# Prices paid on ebay



## Anonymous (Jun 28, 2009)

Evaluating prices on ebay, I must be making a calculation mistake or something. These auctions were for scrap jewelry or dental gold, I based the spot value at $935/oz, here are auctions that have closed since Friday:

Sold $$$ Value$$$
$2,125.00 $1,956.50
$2,157.00 $2,194.27
$1,410.00 $1,497.07
$3,451.00 $3,603.53
$562.00 $603.36
$4,373.01 $4,301.55

Some of these sold for more than my calculated value, what did sell for less does not seem like enough margin to buy food. What are these people doing?

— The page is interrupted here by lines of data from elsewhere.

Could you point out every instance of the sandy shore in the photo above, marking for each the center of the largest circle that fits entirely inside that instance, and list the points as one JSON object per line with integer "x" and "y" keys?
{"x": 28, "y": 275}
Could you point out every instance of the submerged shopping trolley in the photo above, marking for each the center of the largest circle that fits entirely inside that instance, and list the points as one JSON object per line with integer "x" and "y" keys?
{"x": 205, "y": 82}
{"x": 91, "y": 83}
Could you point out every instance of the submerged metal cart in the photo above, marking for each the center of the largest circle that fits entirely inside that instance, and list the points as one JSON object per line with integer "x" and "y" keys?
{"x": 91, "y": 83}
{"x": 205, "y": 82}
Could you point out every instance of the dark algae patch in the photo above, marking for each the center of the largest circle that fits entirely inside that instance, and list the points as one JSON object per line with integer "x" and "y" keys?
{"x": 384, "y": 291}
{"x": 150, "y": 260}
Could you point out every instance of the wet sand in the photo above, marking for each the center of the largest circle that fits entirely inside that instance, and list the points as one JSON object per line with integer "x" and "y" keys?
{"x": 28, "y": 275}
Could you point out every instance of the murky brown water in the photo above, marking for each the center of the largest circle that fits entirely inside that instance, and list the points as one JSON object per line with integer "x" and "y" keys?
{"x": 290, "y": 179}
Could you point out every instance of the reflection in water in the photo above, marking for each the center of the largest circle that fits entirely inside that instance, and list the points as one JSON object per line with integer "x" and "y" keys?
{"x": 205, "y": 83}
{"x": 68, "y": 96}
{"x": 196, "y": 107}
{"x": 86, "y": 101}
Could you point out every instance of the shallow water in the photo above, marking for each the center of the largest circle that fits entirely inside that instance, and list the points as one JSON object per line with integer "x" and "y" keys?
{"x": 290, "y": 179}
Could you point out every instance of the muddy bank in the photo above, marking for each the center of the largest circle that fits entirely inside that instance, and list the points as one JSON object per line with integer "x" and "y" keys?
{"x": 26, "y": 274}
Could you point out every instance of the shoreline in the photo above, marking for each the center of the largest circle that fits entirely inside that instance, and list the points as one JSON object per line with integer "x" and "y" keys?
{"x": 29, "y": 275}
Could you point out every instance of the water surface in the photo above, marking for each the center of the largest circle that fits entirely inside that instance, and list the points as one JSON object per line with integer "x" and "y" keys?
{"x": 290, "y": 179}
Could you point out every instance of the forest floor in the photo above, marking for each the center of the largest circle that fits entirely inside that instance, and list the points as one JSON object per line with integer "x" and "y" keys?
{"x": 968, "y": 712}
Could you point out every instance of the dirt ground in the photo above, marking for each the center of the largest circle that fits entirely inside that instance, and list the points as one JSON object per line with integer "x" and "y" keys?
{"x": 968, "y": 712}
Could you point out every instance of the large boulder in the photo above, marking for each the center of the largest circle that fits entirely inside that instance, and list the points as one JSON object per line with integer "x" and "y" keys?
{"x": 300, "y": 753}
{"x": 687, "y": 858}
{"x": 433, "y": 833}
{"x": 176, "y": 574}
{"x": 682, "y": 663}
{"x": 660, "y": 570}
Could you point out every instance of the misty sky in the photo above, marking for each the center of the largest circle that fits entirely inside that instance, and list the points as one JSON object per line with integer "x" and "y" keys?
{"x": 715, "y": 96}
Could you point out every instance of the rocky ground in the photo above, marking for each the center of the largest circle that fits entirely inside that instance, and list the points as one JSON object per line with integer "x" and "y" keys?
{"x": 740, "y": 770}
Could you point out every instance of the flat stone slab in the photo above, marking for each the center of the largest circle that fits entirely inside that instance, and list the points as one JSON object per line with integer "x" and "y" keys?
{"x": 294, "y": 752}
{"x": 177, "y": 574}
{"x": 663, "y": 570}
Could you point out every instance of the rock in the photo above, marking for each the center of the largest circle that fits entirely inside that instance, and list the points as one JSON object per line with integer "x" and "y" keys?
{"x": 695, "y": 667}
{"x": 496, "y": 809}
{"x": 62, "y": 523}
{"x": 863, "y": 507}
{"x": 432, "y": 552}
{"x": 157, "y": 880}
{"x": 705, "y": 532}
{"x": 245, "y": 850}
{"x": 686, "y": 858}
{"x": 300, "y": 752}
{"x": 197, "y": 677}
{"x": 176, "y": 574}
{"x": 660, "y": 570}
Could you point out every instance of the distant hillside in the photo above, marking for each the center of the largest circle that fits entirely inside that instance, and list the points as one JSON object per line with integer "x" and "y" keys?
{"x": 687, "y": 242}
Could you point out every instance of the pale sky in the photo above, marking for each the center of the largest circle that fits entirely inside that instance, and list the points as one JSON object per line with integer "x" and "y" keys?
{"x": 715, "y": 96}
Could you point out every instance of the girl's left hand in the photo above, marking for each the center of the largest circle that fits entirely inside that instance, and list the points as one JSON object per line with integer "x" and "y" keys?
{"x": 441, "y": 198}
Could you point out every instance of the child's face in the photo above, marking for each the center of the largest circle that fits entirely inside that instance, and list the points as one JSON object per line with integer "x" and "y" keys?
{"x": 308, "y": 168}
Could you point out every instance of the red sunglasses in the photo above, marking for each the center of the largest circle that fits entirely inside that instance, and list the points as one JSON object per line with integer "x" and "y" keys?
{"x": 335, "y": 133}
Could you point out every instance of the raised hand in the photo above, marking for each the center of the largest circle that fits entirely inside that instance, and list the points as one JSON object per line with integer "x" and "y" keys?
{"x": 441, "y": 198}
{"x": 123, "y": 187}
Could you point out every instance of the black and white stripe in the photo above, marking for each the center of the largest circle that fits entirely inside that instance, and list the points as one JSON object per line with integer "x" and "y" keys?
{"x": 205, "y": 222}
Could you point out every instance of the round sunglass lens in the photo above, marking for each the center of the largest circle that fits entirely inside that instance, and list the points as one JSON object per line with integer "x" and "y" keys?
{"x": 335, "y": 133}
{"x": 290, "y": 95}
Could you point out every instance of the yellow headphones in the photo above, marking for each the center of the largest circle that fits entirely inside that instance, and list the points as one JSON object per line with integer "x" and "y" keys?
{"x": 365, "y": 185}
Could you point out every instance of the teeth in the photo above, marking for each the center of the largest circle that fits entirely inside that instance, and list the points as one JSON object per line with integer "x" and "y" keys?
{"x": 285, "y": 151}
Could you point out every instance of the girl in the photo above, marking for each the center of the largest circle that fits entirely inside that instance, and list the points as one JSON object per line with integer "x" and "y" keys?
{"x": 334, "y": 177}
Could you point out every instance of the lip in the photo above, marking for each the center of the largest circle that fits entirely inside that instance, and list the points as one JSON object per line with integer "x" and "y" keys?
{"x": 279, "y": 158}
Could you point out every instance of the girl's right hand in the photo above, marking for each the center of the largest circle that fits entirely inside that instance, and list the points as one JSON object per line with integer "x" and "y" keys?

Here is how I calculated the value:
$935/oz
24karat = 9999 gold
31.1 grams/oz

Did I make a mistake? If not how are these people buying making any money?

Thanks


----------



## teabone (Jun 28, 2009)

Some people buy at spot or close to it, and then hold in the hopes that prices will keep going up. Think of it as an investment.


----------



## patnor1011 (Jun 28, 2009)

yeah teabone is right...
I used to buy antique wrist watch for my friend 4 years ago... after while he didnt want more but I was hooked on bidding for a while... I have to stop buying one day when I found out that my visa is dead... say that I have spend about 2k euro for various wristwatch mostly gold filled or plated but some of them from solid gold. I got more than handfull of rings too. I showed all that stuff to cupboard and let it be... after about 15 months I start thinking that I am not going to keep that wristwatch collection (about 100 different types and markes) so I start putting them on ebay piece by piece... I bought them mostly as lots say 5-15 a time. I have sold nearly all of them. I got back my 2k euro, plus my wifey still have about 15 rings and 6 gold wristwatch... I have one gold plated Gruen and bulova, one eterna, one very old concord and waltham which I could not part from... I consider myself lucky as I have my investment back and I can get even more if I will put the rest of bought items back to ebay... Say that in my case it was good timing but you can never know what will happend when you are buying... I still remember how my wife react when she found out what I have paid for that "worthless old crap" as she used to reffer to shoe box full of wristwatch...


----------